Die beiden riesigen D’Haraner setzten Richard sachte ab. Als seine Füße den Boden berührten, fand seine Hand das Heft seines Schwertes. Die beiden Soldaten stellten sich breitbeinig auf und verschränkten die Hände hinter dem Rücken. Aus dem im Schatten liegenden Ende des Durchgangs kamen die vier in lange Umhänge gehüllten Gestalten auf ihn zu.
Richard entschied, daß Flucht einem Kampf vorzuziehen sei, zog nicht sein Schwert, sondern warf sich zur Seite. Er rollte durch den Schnee und kam wieder auf die Füße. Mit dem Rücken schlug er krachend gegen eine kalte Ziegelmauer. Keuchend hüllte er sich in sein Mriswithcape. Einen Herzschlag später wechselte das Cape die Farbe, paßte sich der Mauer an, und er war verschwunden.
Es wäre ein leichtes gewesen, sich fortzuschleichen, solange das Cape ihn verbarg. Besser fliehen als kämpfen. Sobald er wieder bei Atem war.

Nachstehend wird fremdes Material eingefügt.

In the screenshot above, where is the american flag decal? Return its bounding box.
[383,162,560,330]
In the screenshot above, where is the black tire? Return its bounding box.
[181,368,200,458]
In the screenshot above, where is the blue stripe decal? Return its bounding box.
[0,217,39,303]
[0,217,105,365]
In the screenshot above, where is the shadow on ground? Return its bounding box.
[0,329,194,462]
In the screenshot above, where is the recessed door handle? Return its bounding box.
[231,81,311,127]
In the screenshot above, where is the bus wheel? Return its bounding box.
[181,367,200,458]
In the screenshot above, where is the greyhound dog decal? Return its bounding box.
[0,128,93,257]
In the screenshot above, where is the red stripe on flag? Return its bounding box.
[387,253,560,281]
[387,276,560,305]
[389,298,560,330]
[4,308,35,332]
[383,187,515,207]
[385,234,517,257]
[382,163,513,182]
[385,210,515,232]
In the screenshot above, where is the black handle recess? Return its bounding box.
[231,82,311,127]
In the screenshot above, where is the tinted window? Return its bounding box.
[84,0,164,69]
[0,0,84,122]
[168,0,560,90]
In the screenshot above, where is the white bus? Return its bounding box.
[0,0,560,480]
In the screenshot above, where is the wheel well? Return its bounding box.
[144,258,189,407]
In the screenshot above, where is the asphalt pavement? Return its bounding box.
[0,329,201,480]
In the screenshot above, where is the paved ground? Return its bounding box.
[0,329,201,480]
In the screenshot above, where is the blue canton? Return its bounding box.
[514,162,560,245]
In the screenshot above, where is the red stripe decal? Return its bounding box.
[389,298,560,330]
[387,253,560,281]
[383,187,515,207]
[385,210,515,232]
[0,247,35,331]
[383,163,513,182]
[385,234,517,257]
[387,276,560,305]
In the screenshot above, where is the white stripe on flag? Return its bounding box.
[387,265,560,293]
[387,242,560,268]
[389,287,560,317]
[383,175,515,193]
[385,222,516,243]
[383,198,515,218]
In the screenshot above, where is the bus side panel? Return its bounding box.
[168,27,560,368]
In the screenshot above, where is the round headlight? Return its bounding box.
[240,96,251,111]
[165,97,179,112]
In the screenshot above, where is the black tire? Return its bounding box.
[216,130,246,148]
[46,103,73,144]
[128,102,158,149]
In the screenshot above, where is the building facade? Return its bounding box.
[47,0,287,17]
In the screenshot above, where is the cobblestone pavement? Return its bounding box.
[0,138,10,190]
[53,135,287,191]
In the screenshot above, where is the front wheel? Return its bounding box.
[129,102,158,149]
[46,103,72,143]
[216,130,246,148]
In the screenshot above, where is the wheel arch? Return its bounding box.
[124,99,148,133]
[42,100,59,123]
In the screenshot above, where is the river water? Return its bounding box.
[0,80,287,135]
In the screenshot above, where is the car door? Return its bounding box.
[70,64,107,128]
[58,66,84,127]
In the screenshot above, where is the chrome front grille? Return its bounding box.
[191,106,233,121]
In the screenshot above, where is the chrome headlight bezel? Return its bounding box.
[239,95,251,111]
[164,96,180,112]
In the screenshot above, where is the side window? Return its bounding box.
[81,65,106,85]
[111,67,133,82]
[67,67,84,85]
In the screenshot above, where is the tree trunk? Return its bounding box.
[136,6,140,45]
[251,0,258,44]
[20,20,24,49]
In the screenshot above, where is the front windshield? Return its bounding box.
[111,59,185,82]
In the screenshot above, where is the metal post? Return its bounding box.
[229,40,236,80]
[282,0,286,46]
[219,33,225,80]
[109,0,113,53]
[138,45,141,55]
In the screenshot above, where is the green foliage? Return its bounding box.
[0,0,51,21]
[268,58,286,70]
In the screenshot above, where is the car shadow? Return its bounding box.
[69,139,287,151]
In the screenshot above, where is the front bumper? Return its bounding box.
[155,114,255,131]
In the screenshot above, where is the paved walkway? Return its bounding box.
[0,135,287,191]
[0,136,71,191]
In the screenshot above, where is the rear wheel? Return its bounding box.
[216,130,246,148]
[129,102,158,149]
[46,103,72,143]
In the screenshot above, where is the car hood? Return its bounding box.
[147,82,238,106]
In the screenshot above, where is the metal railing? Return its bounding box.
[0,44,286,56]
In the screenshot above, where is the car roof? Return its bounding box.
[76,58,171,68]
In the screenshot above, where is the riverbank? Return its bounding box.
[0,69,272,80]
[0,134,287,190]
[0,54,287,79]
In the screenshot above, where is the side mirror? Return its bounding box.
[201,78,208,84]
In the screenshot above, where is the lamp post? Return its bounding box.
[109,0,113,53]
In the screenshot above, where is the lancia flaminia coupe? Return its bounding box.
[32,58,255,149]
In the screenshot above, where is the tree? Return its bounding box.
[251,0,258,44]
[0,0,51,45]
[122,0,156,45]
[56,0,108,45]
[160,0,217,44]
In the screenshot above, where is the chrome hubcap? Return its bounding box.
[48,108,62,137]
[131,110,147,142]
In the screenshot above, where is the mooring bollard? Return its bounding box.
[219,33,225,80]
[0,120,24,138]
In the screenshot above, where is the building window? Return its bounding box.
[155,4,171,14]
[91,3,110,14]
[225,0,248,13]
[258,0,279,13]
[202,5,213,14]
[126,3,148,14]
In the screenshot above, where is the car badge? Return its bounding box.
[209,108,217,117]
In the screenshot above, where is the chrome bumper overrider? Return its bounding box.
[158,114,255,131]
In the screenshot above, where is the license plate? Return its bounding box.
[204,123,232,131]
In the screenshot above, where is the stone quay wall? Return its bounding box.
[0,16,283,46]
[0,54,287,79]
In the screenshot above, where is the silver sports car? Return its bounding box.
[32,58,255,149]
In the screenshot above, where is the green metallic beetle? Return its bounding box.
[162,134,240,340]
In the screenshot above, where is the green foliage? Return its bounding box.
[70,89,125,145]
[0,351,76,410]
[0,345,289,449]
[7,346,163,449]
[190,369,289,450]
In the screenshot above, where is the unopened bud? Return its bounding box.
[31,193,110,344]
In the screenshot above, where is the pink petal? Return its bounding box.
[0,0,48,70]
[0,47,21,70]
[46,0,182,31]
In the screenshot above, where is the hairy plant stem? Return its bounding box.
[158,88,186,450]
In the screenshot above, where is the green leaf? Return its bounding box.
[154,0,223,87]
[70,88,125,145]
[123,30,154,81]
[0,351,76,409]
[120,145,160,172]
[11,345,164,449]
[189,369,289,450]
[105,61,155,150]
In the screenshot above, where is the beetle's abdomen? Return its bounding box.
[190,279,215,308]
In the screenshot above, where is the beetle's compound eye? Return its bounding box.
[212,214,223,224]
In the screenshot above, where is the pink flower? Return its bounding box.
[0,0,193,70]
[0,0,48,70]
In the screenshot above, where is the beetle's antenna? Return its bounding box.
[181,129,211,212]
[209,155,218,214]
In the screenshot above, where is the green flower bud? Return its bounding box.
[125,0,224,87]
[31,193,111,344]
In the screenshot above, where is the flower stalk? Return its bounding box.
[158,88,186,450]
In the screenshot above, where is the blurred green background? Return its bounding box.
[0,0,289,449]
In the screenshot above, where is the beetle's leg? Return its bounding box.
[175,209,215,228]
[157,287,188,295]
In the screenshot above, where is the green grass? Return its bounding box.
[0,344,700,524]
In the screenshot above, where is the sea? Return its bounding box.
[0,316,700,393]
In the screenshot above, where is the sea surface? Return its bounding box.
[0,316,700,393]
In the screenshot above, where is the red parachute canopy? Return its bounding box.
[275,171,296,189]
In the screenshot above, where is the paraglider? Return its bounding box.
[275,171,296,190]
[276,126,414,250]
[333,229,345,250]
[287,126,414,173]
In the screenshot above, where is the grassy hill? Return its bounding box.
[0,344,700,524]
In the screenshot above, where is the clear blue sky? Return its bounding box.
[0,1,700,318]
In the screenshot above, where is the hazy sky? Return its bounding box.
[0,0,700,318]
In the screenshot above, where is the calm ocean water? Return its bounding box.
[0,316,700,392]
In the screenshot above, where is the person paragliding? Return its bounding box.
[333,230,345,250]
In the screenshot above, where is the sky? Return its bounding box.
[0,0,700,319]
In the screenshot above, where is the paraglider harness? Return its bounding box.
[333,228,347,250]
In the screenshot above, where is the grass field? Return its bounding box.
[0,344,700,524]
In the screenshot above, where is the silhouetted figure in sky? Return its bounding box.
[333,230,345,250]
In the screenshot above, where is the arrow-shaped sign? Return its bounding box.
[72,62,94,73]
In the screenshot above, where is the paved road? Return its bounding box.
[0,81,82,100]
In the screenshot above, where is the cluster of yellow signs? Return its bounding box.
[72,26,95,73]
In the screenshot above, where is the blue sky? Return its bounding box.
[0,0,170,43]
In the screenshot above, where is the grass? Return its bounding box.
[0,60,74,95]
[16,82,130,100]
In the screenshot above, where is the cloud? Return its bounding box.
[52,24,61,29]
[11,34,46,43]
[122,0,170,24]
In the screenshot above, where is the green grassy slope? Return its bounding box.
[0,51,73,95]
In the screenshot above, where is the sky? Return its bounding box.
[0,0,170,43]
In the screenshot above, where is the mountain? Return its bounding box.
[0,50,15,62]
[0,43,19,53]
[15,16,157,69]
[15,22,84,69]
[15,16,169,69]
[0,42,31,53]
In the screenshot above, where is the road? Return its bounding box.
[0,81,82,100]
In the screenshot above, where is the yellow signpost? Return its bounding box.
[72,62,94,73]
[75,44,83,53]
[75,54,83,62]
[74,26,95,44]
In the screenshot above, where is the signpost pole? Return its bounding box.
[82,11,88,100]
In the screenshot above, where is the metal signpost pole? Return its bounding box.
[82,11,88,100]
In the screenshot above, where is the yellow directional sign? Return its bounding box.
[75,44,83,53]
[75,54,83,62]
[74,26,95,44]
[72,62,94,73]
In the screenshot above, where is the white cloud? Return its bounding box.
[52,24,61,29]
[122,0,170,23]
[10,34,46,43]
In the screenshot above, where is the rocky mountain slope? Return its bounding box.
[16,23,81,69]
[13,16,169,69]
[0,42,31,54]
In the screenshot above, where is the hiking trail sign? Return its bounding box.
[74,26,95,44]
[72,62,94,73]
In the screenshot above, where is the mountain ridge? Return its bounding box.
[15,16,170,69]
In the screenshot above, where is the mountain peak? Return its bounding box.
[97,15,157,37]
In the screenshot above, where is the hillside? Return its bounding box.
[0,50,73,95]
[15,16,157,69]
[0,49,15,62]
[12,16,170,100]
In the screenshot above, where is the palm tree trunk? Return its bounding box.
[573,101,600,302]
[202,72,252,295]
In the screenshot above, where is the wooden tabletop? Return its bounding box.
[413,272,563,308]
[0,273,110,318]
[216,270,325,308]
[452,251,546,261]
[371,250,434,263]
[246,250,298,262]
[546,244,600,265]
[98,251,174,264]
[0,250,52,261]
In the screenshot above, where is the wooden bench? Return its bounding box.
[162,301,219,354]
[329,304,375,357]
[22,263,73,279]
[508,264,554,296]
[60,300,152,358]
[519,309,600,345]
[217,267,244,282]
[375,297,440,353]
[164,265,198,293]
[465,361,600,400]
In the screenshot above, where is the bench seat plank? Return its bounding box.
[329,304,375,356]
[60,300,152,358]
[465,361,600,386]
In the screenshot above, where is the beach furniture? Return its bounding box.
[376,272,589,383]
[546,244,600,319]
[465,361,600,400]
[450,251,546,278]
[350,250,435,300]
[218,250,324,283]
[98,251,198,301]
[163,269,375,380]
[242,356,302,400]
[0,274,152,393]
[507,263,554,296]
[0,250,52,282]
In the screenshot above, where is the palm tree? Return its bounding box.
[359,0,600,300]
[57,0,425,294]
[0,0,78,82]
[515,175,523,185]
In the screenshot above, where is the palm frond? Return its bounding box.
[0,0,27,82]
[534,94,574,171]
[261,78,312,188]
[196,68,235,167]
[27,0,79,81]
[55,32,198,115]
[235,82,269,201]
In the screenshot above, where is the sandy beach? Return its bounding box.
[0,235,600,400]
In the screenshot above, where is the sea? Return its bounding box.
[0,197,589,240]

Die vier marschierten vorwärts. Als sie ins Licht traten, blähten sich ihre dunklen Capes auf. Dunkelbraunes Leder in der gleichen Farbe wie die d’Haranischen Uniformen verhüllte ihre wohlgeformten Körper vom Fuß bis zum Hals. Ein gelber Stern zwischen den Hörnern eines Halbmondes schmückte die Vorderseite des Lederanzuges jeder Frau.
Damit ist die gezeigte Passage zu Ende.